GGZ VS Praktijkopdracht 1 A en 7.3 Marianne van de Linde December 2010
4 De casus
Piet is een 25 jarige jongeman die nog thuis bij zijn ouders woont. Piet is sinds kort met zijn ouders vanuit de Randstad naar Brabant verhuisd. In Rotterdam werkte Piet in de bouw en had daar destijds een vriendin. Hij gebruikte veel drugs, met name op houseparty’s in de weekends. De verhuizing is Piet zwaar gevallen. Hij kon geen aansluiting vinden in zijn nieuwe woonplaats en het ging uit met zijn vriendin. Het is pas echt mis gegaan toen zijn ouders voor zijn neus in het plaatselijke café in elkaar werden geslagen door plaatselijke jongeren. Vader heeft blijvend letsel aan zijn oog en is hierdoor werkeloos geworden. Hierna nam de achterdocht bij Piet toe. Hij dacht dat het groepje plaatselijke jongeren hem om elke hoek stond op te wachten, dat zij tegen hem praatten door een buizenstelsel in de straat en er zou afluisterapparatuur in huis zijn geplaatst. Piet dacht zelfs dat de politie zijn rancuneuze gedachten richting de daders uit zijn hoofd kon aftappen en was vervolgens bang om opgepakt te worden.
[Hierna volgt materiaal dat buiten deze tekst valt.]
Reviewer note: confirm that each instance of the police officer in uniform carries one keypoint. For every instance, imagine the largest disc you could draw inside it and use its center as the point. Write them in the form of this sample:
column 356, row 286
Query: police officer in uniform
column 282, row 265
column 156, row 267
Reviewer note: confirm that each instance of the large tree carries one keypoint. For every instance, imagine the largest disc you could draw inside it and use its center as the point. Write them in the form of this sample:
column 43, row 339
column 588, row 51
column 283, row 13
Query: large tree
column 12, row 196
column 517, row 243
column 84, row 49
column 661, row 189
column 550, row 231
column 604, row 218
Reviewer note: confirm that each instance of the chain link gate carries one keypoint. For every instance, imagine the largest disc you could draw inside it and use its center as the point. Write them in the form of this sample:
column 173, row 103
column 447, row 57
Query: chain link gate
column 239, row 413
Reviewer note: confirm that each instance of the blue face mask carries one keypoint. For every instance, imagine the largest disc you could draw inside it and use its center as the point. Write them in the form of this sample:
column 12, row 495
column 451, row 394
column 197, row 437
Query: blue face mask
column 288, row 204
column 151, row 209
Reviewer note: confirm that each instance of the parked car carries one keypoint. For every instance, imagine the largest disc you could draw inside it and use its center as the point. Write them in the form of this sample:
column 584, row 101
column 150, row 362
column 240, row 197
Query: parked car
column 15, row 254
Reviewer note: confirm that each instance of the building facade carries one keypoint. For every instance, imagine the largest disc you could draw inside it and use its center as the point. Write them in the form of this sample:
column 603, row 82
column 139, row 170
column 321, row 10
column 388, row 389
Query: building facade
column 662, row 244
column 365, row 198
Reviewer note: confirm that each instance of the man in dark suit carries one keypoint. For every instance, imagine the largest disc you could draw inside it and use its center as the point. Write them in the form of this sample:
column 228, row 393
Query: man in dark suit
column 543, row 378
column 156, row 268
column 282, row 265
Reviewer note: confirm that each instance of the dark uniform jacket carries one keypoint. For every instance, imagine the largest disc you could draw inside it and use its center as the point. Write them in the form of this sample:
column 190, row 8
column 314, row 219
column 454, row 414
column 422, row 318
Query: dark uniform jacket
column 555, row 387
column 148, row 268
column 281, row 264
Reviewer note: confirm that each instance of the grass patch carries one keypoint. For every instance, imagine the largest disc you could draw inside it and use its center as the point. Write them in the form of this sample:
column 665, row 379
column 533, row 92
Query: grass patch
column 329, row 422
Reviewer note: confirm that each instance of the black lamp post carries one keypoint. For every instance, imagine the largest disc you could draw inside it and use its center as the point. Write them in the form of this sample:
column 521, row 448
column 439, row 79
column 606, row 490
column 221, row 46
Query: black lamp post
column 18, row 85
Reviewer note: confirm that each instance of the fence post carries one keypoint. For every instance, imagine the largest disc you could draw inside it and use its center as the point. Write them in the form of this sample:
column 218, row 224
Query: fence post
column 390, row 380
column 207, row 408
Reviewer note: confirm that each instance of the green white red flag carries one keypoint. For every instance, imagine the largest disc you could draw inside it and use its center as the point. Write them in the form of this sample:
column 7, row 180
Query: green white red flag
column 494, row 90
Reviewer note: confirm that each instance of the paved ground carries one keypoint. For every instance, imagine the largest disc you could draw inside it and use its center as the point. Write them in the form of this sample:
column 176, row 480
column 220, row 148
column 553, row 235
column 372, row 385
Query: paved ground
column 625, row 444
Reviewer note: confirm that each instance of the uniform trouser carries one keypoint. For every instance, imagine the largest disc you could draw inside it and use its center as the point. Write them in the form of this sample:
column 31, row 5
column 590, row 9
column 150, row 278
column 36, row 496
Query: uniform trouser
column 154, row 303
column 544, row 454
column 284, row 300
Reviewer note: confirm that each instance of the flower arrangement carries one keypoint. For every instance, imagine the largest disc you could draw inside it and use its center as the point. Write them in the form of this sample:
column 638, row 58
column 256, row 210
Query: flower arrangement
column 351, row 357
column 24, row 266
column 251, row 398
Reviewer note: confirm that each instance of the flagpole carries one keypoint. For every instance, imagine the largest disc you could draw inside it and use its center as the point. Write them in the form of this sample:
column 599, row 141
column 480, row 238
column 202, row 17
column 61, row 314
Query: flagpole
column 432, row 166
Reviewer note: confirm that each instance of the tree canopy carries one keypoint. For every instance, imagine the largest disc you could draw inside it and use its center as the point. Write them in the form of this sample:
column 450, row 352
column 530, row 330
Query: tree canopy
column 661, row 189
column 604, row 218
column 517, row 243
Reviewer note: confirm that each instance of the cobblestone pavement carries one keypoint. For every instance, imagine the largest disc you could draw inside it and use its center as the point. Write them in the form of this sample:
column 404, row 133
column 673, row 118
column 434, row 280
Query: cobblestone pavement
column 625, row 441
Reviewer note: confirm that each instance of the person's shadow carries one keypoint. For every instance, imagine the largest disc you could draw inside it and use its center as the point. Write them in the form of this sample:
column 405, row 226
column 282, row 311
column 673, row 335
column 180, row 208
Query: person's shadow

Piet trok zich meer en meer terug en raakte zijn werk kwijt. De zorgen bij zijn ouders namen toe. Toen Piet het midden in de winter uit angst niet meer uithield en ’s nachts op blote voeten het huis uit vluchtte, heeft moeder hulp ingeschakeld. Het VIP-team komt sinds enige tijd bij Piet thuis. Hij wil absoluut geen medicatie. Piet is een stoere, breedgeschouderde jongeman die beter wil worden ‘op eigen kracht’. Waar Piet eerst nog overtuigd was van de realiteit van zijn psychotische belevingen, neemt de twijfel het langzaam maar zeker over. ‘Fabriceer ik ’t dan allemaal in mijn hoofd? Dat kan toch niet, ’t kan toch niet allemaal nep zijn?’ Hier begint het herstelproces van Piet en zijn ouders, met de ondersteuning van het vroege interventie psychose team.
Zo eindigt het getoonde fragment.